Ray V
SINGAPORE (Reuters) – The dollar weakened on Monday but held close to a two-year peak as traders await a set of U.S. economic data this week, headlined by the December non-farm payrolls report, for further clues about the outlook for Federal Reserve rates.
In Canada, Prime Minister Justin Trudeau is increasingly announcing his intention to resign, although he has not yet made a final decision, a source told Reuters. The Globe and Mail previously reported that Trudeau was expected to announce his resignation as early as Monday.
Markets appeared to have largely taken this into account and might welcome an election to clear the air, leaving the US dollar down 0.36% against its Canadian counterpart at C$1.4395.
Also in focus was the Chinese yuan, which fell above the psychological 7.3 per dollar level domestically for the first time in 14 months on Friday after the People’s Bank of China (PBOC) aggressively defended that key threshold for much of trading. December.
It fell to a 16-month low of 7.3289 per dollar, while its offshore counterpart rose 0.06% to 7.3558.
“The PBOC appears to have stopped defending that 7.30 level,” said Ray Attrill, head of FX strategy at National Australia Bank (OTC:) (NAB).
“It just brings a lot more attention to what the PBOC is doing in terms of fixing today and in the coming days, and whether they are now effectively allowing the dollar/yuan to trade in a higher trading range or not, because I am doing it.” . I think this will have implications for the broader currencies of Asia, as well as for and.”
Before the market opened on Monday, the PBOC set the average rate around which the yuan is allowed to trade in a 2% band at 7.1876 per dollar.
The Australian and New Zealand dollars, often used as liquid substitutes for the yuan, were largely unaffected by Friday’s decline in the Chinese currency as they both traded about 0.2% higher in the Asian session.
The Aussie last bought $0.6227, while the Kiwi was up 0.22% at $0.56245.
TRUMP AND BETS
In the broader market, investors kept a close eye on Friday’s US jobs report for further clarity on the health of the world’s largest economy.

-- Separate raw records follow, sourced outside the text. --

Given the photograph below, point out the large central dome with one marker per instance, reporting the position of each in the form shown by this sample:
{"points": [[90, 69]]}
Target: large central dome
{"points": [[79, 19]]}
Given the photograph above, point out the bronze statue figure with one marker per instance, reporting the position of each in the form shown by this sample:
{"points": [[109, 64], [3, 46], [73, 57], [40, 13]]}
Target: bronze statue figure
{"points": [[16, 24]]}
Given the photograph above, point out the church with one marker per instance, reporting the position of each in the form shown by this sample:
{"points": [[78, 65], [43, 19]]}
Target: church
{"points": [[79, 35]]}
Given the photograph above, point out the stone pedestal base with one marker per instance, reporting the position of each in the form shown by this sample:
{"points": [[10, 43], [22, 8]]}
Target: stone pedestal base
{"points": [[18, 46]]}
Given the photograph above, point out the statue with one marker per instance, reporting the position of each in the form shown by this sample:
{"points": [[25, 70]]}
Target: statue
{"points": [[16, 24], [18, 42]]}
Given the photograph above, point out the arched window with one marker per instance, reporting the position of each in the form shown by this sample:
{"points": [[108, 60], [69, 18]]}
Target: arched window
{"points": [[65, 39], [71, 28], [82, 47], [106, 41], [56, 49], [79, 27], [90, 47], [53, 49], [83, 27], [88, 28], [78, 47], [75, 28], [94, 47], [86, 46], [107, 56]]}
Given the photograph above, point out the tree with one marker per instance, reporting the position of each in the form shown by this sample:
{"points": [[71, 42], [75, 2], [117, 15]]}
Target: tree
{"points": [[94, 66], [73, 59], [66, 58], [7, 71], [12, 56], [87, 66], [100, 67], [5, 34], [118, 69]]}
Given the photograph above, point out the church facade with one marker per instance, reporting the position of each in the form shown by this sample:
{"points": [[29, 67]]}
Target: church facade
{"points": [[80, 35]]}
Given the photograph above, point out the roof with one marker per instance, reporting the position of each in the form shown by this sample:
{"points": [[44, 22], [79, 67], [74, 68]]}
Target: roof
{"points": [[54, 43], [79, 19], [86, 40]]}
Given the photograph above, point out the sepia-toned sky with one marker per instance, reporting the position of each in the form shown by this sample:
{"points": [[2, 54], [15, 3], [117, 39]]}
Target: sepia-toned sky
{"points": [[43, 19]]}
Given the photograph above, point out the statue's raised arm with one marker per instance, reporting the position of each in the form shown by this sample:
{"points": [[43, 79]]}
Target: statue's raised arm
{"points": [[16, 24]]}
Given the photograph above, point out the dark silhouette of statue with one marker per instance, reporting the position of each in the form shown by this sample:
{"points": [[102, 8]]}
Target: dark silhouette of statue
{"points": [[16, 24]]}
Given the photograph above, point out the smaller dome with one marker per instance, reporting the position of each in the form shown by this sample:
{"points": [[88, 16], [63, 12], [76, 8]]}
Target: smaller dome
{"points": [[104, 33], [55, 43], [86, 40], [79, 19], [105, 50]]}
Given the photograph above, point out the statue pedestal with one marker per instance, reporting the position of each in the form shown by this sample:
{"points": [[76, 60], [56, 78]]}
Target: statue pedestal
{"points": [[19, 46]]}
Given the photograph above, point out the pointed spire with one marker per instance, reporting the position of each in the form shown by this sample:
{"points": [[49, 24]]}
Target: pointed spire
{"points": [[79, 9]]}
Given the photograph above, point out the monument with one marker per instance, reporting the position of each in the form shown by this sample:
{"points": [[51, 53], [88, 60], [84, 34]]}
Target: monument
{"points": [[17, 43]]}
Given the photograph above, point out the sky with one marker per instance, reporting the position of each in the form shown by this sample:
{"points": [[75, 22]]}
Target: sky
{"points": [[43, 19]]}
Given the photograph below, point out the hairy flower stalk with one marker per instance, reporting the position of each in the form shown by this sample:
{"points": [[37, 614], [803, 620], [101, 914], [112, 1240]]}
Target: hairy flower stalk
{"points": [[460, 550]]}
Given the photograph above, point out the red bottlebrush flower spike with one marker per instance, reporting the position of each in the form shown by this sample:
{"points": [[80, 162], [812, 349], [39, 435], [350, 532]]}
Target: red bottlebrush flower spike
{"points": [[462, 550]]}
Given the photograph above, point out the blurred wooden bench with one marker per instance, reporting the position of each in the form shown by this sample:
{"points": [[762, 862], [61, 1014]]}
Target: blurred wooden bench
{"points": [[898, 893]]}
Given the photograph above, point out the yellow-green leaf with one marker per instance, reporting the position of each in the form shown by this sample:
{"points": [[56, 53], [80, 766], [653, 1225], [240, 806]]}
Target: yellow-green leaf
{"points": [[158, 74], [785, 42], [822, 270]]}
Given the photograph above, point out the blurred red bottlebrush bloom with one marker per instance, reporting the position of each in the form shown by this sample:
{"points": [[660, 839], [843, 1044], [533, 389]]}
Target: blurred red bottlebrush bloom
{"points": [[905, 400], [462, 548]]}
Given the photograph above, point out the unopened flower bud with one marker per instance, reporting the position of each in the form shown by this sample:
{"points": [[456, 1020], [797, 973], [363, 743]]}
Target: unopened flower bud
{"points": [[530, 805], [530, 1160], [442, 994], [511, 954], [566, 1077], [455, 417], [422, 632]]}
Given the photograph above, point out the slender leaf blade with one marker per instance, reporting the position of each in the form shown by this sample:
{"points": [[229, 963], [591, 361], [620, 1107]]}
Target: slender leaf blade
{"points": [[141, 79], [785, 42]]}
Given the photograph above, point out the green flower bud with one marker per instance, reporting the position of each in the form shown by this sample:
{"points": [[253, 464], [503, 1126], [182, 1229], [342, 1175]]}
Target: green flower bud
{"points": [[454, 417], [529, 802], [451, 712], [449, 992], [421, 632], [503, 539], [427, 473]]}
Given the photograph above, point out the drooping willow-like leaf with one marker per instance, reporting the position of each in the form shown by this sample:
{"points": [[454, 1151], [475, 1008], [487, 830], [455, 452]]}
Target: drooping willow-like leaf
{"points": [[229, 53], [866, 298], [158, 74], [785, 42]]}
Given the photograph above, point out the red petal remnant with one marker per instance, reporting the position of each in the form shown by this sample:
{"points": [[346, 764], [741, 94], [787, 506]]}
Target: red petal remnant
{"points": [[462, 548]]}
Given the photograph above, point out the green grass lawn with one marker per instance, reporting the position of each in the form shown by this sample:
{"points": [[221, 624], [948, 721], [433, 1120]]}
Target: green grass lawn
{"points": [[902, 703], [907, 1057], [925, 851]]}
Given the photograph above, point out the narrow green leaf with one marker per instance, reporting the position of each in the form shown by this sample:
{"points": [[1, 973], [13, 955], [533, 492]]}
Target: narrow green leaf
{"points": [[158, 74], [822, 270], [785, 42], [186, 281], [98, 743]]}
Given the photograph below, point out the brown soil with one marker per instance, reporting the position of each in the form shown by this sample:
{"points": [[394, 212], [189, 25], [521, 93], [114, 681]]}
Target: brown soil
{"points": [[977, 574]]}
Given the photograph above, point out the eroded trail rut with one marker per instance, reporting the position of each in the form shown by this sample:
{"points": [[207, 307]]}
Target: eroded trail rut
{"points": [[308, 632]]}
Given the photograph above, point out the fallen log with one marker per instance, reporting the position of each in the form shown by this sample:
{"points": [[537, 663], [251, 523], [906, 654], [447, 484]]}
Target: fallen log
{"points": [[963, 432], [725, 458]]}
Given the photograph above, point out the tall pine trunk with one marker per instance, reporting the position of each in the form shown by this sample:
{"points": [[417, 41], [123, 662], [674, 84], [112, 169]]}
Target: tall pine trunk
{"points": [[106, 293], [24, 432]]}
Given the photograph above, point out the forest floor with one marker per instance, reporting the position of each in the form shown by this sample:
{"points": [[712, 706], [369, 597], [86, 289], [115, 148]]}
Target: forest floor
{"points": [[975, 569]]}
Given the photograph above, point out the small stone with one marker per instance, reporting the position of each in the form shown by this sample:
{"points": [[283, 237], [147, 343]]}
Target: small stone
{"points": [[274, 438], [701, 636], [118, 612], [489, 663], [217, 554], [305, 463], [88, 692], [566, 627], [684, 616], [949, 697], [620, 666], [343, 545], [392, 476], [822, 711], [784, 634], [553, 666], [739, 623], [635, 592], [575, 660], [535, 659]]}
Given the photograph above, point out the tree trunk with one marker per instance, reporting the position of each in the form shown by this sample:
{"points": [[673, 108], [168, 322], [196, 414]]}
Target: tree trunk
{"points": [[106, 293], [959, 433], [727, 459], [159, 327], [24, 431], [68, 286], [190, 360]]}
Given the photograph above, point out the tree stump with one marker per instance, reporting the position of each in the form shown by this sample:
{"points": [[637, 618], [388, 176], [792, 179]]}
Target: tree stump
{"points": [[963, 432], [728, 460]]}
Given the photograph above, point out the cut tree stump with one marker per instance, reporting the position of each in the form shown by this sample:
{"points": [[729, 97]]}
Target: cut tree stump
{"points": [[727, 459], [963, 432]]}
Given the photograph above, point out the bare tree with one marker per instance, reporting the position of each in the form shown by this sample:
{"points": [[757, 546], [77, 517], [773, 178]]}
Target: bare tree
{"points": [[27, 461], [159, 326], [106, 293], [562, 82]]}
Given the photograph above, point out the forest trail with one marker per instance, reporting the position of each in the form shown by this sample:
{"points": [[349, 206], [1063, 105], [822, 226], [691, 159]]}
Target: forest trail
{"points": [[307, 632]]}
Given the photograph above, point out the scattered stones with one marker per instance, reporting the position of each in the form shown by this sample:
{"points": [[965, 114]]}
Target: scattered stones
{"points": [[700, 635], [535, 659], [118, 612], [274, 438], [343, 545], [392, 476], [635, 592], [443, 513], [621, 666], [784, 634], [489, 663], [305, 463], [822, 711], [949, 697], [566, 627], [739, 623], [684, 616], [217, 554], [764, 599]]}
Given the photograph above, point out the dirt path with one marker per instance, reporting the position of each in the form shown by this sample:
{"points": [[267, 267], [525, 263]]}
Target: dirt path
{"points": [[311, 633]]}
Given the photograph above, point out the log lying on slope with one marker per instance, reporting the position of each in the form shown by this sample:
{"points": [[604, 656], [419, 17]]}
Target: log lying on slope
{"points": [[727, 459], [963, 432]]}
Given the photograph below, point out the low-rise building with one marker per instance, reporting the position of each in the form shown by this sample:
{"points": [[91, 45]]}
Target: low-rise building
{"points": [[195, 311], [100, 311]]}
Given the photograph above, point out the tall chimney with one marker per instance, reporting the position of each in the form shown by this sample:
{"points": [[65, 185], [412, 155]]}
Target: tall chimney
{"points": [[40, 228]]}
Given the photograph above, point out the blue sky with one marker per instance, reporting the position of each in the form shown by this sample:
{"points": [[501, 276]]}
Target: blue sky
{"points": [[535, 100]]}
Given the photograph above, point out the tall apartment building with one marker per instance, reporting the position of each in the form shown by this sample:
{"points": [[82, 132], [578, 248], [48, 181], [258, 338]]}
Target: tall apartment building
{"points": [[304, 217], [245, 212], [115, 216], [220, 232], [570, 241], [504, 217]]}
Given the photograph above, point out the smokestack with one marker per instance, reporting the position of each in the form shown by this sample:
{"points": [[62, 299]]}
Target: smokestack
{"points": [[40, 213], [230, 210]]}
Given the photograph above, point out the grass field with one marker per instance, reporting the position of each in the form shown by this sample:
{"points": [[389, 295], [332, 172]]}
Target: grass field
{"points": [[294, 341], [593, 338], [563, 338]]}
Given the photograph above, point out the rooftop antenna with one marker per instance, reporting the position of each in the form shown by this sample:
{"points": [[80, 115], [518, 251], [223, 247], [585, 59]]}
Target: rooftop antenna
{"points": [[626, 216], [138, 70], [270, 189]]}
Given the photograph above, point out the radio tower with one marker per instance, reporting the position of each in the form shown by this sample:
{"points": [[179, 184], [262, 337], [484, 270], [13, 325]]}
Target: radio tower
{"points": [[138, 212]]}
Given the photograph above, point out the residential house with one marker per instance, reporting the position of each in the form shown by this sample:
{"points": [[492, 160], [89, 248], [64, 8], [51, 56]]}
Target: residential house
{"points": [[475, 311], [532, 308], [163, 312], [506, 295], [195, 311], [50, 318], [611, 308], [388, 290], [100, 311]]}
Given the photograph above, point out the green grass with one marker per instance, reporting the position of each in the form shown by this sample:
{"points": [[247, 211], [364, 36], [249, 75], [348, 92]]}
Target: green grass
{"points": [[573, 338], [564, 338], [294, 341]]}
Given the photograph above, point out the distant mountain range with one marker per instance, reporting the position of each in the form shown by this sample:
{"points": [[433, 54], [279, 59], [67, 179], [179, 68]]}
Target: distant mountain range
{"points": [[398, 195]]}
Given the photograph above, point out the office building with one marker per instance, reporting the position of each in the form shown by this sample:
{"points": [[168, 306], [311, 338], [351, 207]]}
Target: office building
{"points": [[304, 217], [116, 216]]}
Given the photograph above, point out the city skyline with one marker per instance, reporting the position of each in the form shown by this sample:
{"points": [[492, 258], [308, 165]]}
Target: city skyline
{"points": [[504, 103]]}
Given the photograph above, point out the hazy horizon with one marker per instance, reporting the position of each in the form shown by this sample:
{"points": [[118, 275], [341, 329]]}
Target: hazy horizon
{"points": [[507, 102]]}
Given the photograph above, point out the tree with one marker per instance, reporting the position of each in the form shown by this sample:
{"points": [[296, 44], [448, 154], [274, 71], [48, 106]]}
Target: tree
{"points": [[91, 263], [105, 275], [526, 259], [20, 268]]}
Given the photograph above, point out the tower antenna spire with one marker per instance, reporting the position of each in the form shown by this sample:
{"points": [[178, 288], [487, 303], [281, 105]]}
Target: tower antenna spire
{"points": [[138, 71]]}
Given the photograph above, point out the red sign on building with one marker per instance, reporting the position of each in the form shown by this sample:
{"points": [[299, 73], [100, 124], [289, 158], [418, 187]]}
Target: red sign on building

A host of Fed policymakers are also due to speak this week, where they are likely to echo recent comments from their colleagues that the fight to tame inflation is not over.
The dollar continues to strengthen on expectations of smaller Fed rate cuts this year, and its rise to a two-year high last week pushed the euro to its lowest level in more than two years.
The single currency was last little changed at $1.0310, while the rate was slightly lower at 108.89.
Sterling rose 0.13% to $1.2440. The yen fell 0.24% to 157.66 per dollar.
The dollar was also further supported by uncertainty over US President-elect Donald Trump’s plans for huge import tariffs, tax cuts and immigration restrictions following his inauguration on January 20.
“There’s still huge uncertainty about the speed at which we’ll see policy announcements and how well the reality will live up to the rhetoric, so I think that leaves huge uncertainty in the markets,” NAB’s Attrill said.
“It’s very hard to see any harm coming to the US dollar… you’d have to be very brave to bet against the dollar continuing to strengthen at this point.”